D 7 septembre 2008     A par Viktor Kirtov - C 2 messages Version imprimable de cet article Version imprimable    ................... PARTAGER . facebook


En exergue

« J’ai la tête et les mains si pleines du troisième acte qu’il ne serait pas étonnant que je me transforme moi-même en troisième acte.  »
MOZART.

« Je devins un opéra fabuleux »
RIMBAUD.

Le début

C’était un matin d’été, un jour de grande chaleur. Je devais prendre un taxi pour traverser Paris. Le chauffeur, un Asiatique souriant, Mercedes climatisée noire, me dit : « La musique ne vous dérange pas ? - En principe, non. Qu’est-ce que vous avez ? » l me cite deux chanteurs de variétés, une chanteuse, et puis, surprise, Bach et Mozart. « Quoi de Mozart ? - Le Requiem. - Vraiment ? - Ça ne vous plaît pas ? - Si, si. Quelle interprétation ? - L’Orchestre philharmonique de Vienne Vous connaissez - Un peu. Allez-y, merci. »

Il envoie la musique. « Pas trop fort ? - Vous pouvez mettre plus fort. »

L’enregistrement de Karl Böhm, 1971, Hambourg.

oOo

L’extrait

La grande musique et l’extrême lucidité passionnée sont évidemment à l’opposé de la communication incessante du bruit techno et de la drogue. Mais cette opposition elle-même est révélatrice. Le corps humain a besoin, depuis toujours, de se précipiter sur l’information, le bruit qui court, la rumeur, le potin, le scandale, et, si cela ne suffit pas, d’aller jusqu’à la manifestation violente ou le tintamarre assourdissant sud fond de speed. Cocaïne, ecstasy, LSD, héroïne ! de plus en plus sniffée, sont désormais des ingrédients du spectacle. La mafia l’a compris depuis longtemps : casser et planer sont des objectifs permanents de la fête. Même plus besoin de danser ou de baiser, on s’assoit et on prend le produit. Allez vous faire foutre avec votre Mozart, il est inaudible.

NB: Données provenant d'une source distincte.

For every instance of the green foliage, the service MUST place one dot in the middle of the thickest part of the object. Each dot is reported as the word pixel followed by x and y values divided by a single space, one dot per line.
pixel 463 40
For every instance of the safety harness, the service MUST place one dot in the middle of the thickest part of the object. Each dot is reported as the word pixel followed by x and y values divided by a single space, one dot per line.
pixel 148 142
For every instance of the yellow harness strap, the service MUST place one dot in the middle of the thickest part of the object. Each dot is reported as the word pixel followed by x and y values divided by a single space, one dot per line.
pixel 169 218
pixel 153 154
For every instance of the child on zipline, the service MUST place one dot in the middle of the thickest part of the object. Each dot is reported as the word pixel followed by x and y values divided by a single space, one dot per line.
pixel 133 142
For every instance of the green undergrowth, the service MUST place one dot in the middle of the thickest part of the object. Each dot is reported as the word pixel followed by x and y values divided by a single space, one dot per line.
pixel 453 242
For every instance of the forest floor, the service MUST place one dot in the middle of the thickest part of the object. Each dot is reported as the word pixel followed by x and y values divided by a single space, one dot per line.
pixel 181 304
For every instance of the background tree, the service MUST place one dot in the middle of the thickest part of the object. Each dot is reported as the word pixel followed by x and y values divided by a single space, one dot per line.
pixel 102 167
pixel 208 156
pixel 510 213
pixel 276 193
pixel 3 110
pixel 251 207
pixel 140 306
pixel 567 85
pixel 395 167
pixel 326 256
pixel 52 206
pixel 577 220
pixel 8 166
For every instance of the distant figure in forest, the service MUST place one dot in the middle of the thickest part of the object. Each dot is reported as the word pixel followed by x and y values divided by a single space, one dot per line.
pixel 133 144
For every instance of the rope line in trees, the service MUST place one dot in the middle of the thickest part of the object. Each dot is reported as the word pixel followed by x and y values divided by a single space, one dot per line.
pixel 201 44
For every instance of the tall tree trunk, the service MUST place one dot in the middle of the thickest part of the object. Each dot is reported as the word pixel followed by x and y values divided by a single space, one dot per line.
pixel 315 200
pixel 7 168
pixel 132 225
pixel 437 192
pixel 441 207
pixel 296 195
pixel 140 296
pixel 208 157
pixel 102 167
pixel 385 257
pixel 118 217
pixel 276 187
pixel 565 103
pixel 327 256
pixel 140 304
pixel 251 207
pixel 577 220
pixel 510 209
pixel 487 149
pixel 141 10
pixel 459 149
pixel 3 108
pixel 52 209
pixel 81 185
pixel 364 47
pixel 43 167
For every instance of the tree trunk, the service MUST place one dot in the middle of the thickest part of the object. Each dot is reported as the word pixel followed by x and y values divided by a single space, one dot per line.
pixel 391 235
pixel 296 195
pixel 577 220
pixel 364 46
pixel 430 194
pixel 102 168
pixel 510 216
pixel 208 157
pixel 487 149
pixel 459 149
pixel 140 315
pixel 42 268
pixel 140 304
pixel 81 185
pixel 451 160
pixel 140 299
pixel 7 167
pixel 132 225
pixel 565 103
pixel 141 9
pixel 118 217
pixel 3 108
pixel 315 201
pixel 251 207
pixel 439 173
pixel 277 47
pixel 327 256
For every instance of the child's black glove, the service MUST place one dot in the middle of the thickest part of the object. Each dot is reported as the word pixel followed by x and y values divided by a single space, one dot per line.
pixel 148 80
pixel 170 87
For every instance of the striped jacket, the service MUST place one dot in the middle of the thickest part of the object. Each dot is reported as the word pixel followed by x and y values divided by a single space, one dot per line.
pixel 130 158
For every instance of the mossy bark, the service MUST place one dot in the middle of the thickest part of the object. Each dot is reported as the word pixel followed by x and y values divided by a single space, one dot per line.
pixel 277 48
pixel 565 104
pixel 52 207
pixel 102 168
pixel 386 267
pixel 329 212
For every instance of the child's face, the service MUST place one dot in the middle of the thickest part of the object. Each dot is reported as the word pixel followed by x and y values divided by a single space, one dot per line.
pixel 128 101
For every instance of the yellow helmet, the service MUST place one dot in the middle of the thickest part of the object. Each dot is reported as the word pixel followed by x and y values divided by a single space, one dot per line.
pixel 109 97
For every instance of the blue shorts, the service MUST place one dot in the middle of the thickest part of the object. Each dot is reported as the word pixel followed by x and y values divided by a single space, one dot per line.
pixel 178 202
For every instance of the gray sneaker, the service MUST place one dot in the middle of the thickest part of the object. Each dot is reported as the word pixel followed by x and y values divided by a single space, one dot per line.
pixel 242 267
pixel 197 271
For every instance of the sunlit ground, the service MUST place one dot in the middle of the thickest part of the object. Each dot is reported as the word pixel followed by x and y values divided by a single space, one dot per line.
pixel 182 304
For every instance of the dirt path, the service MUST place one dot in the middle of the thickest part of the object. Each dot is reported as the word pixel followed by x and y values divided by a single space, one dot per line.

Écoutons un preneur d’héro d’aujourd’hui : « C’est la même sensation qu’après un orgasme. Tu ne ressens plus aucune douleur ... Au-delà de la sensation physique, ce que j’ai aimé c’est l’impression que ça t’enlève toute humanité. Tu n’as plus d’envies ni de désirs. Rien ne t’énerve. Tu es raide, les pupilles en tête d’épingle, mais tu peux tenir une discussion. Un travail rébarbatif ? Tu le fais, quinze heures d’affilée s’il le faut. Tu n’as pas faim, pas soif, pas envie de sexe. Juste de petits câlins. Tu ne peux pas bander. Regarder un album photo ou écouter un disque ne me procurait plus aucune émotion ... Pour arrêter, tu ne dors pas pendant une semaine, la douleur est indescriptible. Ensuite, c’est la dépression nerveuse. Les deux mois suivants, tu as deux jours où ça va, et puis tu retombes. J’ai perdu cinq kilos. C’était difficile de manger, digérer, j’avais une chiasse de folie. Aujourd’hui même une petite madeleine me dégoûte. Je ne suis pas encore en pleine forme. »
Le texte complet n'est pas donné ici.